В конце августа сорок второго года на долю пленных гродненского лагеря выпало счастье услышать прилет советского самолета. Ночью все вскочили от сильного грохота. Бомбят! В промежутках между взрывами слышен гул моторов крупного самолета.
— Ох, хорошо! Ox, хорошо! — вскрикиваю я при каждом бомбовом ударе и от волнения не попадаю ногой в штанину. Через окно можно рассмотреть, как на дворе немецких казарм, что вблизи лагеря, солдаты забрасывают землей белесоватое пламя зажигательной бомбы.
Выбежали вниз, к дверям. От осветительных бомб, медленно спускающихся на зонтиках-парашютах, виден каждый камешек на земле, каждая травинка. Свет выключен, караульные перекликаются между собой, кто-то их проверяет.

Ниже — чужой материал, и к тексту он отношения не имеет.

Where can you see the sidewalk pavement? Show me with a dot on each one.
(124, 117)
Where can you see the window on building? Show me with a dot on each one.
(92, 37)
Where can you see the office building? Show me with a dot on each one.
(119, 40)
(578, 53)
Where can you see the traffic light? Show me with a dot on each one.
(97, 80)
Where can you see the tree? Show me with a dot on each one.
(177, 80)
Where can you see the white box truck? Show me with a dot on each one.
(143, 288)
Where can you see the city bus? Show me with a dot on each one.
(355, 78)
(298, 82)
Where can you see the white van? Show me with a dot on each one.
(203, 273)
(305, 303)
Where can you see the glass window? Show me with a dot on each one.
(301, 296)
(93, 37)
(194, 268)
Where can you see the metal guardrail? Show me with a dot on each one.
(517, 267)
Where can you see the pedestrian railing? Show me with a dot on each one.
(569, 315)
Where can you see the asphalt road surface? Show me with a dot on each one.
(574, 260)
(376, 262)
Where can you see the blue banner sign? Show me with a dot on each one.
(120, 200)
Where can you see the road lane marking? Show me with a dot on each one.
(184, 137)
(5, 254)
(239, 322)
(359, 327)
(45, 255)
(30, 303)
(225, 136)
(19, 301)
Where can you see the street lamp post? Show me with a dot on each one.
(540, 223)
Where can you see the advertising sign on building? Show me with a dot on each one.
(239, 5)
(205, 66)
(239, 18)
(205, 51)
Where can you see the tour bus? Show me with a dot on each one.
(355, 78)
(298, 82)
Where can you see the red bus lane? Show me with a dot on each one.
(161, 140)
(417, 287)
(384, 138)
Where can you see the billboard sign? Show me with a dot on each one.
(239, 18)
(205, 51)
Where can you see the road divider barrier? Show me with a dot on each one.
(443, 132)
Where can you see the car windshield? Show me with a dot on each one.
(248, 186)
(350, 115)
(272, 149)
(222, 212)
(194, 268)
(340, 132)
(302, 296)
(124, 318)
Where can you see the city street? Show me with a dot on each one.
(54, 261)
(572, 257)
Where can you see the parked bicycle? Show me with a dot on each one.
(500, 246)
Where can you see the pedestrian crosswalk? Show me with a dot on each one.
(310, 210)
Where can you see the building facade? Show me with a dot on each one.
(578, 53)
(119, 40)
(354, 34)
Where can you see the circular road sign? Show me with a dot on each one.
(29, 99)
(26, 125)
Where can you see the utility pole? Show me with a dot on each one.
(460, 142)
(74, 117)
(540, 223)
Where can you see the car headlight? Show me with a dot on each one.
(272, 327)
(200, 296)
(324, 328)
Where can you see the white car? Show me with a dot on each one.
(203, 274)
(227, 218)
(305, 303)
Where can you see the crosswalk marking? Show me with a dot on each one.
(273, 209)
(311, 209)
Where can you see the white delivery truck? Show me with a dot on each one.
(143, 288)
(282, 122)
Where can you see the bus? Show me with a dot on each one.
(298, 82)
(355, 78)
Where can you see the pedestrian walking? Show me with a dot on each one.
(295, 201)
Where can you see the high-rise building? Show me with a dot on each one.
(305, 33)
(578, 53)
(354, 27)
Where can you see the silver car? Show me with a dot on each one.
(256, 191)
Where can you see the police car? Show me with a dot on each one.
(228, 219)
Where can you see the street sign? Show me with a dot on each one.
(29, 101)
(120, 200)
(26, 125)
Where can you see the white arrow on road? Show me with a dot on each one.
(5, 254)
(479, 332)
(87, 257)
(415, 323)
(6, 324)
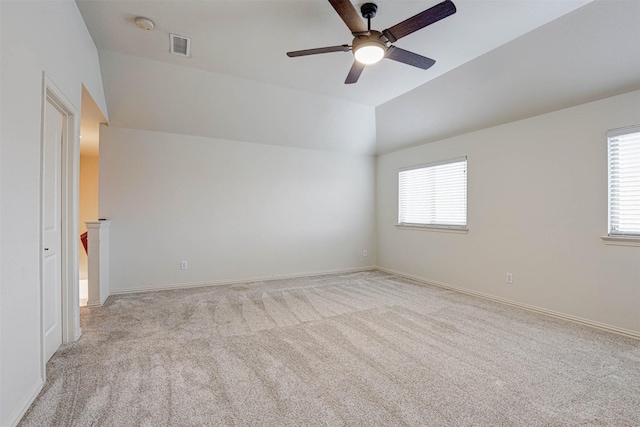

Уложив несколько фугасок на территорию немецких казарм, самолет еще долго кружит над городом, ровный шум его мотора — не прерывистый, как у немецких — радостно будоражит заключенных.
— Бей! Бей их! — взволнованно восклицает кто-то из больных.
Но летчик не торопится. Гул моторов то отдаляется, то снова ближе. В темной ночи фашистского плена самолет кажется живой птицей, вестником близкого освобождения. Осветив весь город, летчик разыскивает цель.
— Что ж он? — нетерпеливо спрашивает Коробов, устремив взгляд в небо.
— Трудно разобраться, — говорит Яша, — где вокзал, а где лагерь. А то, что лагерь близко от вокзала, наши знают.
Наконец в стороне вокзала раздается мощный взрыв. Из окна на втором этаже сыплются стекла,
Еще долго висят в воздухе мелкие осветительные бомбы, но гул самолета затих.
Остаток ночи никто не спит. Наши близко — это первый вывод. Второе: немцы оскудели оружием. В городе нет ни одной зенитки, не было слышно ни одного выстрела.
Утром все, кто только мог ходить, вышли во двор. Каждый хочет поделиться своим впечатлением, гордостью за наших. Некоторые доказывают, что был не один самолет, а три. Сашка-ленинградец нашел у ближайшей к лазарету проволоки осколок бомбы и уверяет, что осколок не прошлогодний, а от сегодняшней бомбежки.
— Тепленький еще! — кричит он издали, весело улыбаясь. Кусок бесформенного металла с острыми краями пошел по рукам. Всем хочется подержать его, пощупать, будто он таит в себе тепло родины. И, действительно, осколок теплый — от прикосновения сотен рук.